Copper cable theft racket exposed as cops bust MTNL cable gang in Borivli

Mumbai’s streets are witnessing a new kind of crime wave — not shootouts or gang wars, but copper cable heists. In the past year alone, over 29 cases of MTNL cable theft have been reported across the city. Hundreds of metres of underground copper cable, once powering Mumbai’s landline network, are vanishing overnight — feeding a booming black market for metal.

Men enter manhole while others stand guard, posing as MTNL staff, gang slips underground, tools in hand, vests on, confidence high

In one such late-night sting, Borivli police busted a gang of eight thieves red-handed as they sliced through MTNL’s network near Union Bank, Rokadia Lane, on October 30.

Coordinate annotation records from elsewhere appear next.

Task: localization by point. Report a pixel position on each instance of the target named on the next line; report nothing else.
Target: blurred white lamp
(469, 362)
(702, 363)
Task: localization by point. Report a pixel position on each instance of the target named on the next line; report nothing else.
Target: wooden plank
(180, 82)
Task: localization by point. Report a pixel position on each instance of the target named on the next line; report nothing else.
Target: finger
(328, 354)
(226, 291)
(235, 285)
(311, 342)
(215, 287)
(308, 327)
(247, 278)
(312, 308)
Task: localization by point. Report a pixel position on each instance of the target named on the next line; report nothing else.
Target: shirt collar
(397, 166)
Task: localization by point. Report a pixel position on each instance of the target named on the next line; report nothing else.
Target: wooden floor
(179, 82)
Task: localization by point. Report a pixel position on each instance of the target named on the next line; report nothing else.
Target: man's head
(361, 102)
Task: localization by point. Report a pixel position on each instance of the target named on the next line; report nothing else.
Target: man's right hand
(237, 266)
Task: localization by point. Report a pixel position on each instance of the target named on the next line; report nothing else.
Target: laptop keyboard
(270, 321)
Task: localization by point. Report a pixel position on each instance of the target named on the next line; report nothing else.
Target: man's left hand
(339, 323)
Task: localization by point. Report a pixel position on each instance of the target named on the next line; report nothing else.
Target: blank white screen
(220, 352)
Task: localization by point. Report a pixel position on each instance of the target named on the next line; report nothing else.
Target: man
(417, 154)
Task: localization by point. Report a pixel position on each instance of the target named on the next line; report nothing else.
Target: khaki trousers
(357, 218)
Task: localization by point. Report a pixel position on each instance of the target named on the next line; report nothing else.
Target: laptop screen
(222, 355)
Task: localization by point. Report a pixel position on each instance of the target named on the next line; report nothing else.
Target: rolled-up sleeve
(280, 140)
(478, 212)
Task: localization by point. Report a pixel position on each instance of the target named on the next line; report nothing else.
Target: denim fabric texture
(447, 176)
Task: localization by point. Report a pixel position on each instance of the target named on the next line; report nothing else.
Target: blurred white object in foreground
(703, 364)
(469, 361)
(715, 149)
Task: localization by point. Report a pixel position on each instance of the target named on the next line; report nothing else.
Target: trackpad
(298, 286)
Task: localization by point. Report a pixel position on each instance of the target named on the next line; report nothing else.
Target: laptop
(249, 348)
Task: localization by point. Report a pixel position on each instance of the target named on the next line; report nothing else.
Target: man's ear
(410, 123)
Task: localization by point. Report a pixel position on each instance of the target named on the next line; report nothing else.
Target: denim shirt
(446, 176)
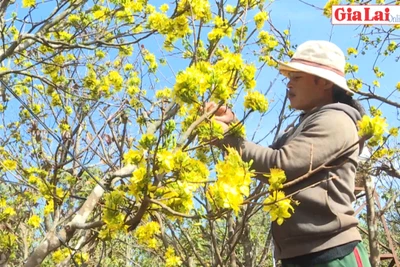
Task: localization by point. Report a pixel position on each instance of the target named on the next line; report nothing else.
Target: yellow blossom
(34, 221)
(170, 259)
(260, 18)
(9, 165)
(276, 178)
(278, 207)
(256, 101)
(28, 3)
(372, 128)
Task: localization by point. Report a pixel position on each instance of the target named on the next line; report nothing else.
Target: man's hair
(340, 96)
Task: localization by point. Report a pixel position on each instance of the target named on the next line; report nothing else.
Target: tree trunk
(231, 232)
(248, 247)
(372, 221)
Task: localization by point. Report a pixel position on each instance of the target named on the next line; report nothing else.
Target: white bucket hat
(320, 58)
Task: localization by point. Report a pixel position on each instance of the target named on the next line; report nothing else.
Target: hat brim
(331, 76)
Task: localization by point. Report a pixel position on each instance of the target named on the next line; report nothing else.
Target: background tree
(105, 142)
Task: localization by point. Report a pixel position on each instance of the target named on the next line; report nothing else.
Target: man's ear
(325, 84)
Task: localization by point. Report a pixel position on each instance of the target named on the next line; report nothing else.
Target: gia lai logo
(366, 14)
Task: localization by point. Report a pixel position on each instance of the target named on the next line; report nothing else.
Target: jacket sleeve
(325, 135)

Coils of copper are then loaded into a waiting tempo under the cover of night

Alert cops spot thieves

Senior Inspector Madhusudan Naik said PSI Rajesh Kadam and his crime detection team spotted suspicious movement near two open manholes. “Tools were scattered around, and their story didn’t add up. One man was inside the manhole cutting cables, while another waited in a tempo nearby to transport the loot,” said Naik.

The fake MTNL crew then cashes in — their cut for a night’s work with a scrap dealer

Why copper?

MTNL’s underground network is laced with pure copper, a highly sought-after metal in imitation jewellery and industrial manufacturing. With prices hitting Rs 1150 per kg, old and unguarded cables have become a magnet for organised crime.

In backroom furnaces, the city’s stolen wires turn into molten money, pure copper gold

“These are skilled rackets,” said a senior officer. “They recruit ex-MTNL workers who know where the old lines are buried, then strip cables worth lakhs and sell them to illegal scrap dealers.”

From gutter to goldmine — the racket’s final act as dirty metal turns into clean cash

Black market chain

Once stolen, the cables are sold to unregistered scrap dealers, who burn the insulation to extract copper, then melt and resell it to jewellery makers and factories. Maksud Ansari, a Kandivli-based imitation jewellery trader, said, “As gold and silver prices have soared, the demand for copper has exploded. Prices have jumped nearly Rs 150 per kg in just a week.”

Screengrab from video shows the men in action as they steal underground MTNL copper cables

Police dig deeper

Under DCP Sandeep Jadhav, Borivli police have arrested all eight accused under theft and conspiracy charges. Investigators suspect the gang is part of a larger inter-district network operating across western suburbs like Andheri, Dahisar, and Kandivli. “We are checking links with similar cases in other zones,” said an officer.